RUU TPKS SAH, APA SIH PENTINGNYA?

 

RUU TKPS SAH, APA SIH PENTINGNYA?

 

"Nothing in the world is more dangerous than sincere ignorance and conscientous stupidity - Marthin Luther King Jr"


Hai,

Hari ini Jeda baca berita dan dapat kabar super duper menyenangkan, yep, akhirnya RUU Tindak Pidana Kekerasan Seksual (TPKS), SAH! Saya rasa, sekarang kita bisa sedikit bernapas lega. 

Sebelumnya, istilah kekerasan seksual tidak dikenal di Indonesia.

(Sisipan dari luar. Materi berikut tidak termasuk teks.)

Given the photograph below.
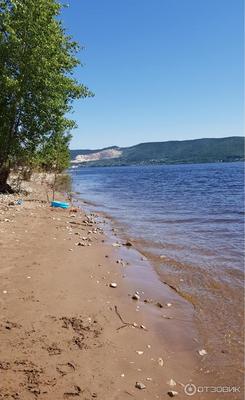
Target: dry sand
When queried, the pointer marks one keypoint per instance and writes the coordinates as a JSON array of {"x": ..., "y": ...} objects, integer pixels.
[{"x": 65, "y": 333}]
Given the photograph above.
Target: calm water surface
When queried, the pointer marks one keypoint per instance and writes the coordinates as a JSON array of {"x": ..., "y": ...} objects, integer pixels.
[{"x": 192, "y": 216}]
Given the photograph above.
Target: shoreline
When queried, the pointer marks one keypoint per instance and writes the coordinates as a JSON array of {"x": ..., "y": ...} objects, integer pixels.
[
  {"x": 223, "y": 349},
  {"x": 60, "y": 333}
]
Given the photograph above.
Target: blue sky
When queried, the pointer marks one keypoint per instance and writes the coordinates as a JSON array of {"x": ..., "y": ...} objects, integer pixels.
[{"x": 160, "y": 70}]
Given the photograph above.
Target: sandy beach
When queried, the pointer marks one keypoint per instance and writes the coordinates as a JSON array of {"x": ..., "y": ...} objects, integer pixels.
[{"x": 65, "y": 332}]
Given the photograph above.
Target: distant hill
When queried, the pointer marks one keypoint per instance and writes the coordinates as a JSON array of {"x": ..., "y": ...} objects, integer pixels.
[{"x": 171, "y": 152}]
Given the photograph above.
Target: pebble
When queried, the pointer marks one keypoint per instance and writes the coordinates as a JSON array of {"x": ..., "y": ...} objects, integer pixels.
[
  {"x": 135, "y": 296},
  {"x": 160, "y": 362},
  {"x": 172, "y": 393},
  {"x": 140, "y": 385}
]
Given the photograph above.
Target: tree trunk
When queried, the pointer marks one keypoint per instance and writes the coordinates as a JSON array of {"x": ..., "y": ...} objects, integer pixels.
[{"x": 4, "y": 174}]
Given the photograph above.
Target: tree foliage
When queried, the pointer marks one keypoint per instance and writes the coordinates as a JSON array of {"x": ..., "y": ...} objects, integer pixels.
[{"x": 37, "y": 88}]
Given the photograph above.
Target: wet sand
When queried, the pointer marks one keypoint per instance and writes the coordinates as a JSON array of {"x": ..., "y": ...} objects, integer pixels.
[{"x": 65, "y": 333}]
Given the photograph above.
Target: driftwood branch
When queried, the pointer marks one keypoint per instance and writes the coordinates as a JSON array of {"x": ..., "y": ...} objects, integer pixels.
[{"x": 125, "y": 324}]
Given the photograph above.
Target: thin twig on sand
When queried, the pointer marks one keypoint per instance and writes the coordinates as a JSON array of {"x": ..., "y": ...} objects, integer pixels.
[{"x": 125, "y": 324}]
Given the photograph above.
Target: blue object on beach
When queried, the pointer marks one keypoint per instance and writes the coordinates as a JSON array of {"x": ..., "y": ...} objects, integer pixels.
[{"x": 59, "y": 204}]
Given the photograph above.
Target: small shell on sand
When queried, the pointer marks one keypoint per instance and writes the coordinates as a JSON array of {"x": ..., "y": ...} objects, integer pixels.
[{"x": 202, "y": 352}]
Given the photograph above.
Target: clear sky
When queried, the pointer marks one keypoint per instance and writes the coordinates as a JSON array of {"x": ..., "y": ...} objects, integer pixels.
[{"x": 160, "y": 70}]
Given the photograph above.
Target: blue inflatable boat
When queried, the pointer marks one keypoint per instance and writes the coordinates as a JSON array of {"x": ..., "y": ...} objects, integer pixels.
[{"x": 59, "y": 204}]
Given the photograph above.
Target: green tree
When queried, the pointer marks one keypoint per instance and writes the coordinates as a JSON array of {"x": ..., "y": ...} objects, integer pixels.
[{"x": 37, "y": 88}]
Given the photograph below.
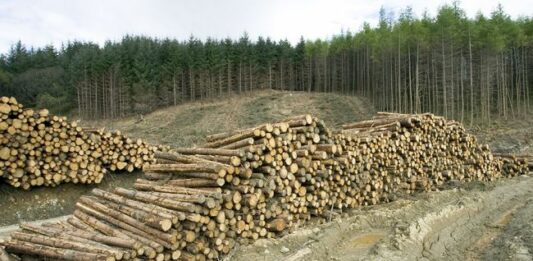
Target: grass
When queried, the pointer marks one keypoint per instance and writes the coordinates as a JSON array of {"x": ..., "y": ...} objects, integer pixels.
[{"x": 189, "y": 123}]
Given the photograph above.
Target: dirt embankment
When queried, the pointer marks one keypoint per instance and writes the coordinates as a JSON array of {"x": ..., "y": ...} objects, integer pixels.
[{"x": 476, "y": 222}]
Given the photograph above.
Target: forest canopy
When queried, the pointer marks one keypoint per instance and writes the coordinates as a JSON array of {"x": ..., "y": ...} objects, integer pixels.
[{"x": 467, "y": 68}]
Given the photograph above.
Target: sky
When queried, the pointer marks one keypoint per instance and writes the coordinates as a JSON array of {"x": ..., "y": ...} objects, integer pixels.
[{"x": 42, "y": 22}]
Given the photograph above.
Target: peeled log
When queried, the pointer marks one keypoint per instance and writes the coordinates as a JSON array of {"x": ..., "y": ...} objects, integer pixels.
[{"x": 21, "y": 247}]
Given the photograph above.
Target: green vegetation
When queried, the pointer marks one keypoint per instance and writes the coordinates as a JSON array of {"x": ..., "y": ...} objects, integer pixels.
[{"x": 469, "y": 69}]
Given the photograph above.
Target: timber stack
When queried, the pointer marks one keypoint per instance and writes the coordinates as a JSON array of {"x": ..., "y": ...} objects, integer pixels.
[
  {"x": 260, "y": 182},
  {"x": 39, "y": 149}
]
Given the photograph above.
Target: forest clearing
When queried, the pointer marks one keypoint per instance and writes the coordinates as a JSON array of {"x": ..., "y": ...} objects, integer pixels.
[{"x": 410, "y": 138}]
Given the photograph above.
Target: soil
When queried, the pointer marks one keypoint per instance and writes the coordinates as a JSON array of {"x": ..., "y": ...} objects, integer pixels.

Indonesia hanya mengenal tindakan cabul yang diatur dalam Pasal 289 - Pasal 296 KUHP. Dalam aturan tersebut, tindakan cabul sangat gender based karena yang dianggap korban hanya wanita, tidak ada ganti kerugian bagi korban, tidak diatur juga terkait pendampingan bagi korban, lalu kekerasan seksual masih sebatas kekerasan yang dilakukan secara fisik. 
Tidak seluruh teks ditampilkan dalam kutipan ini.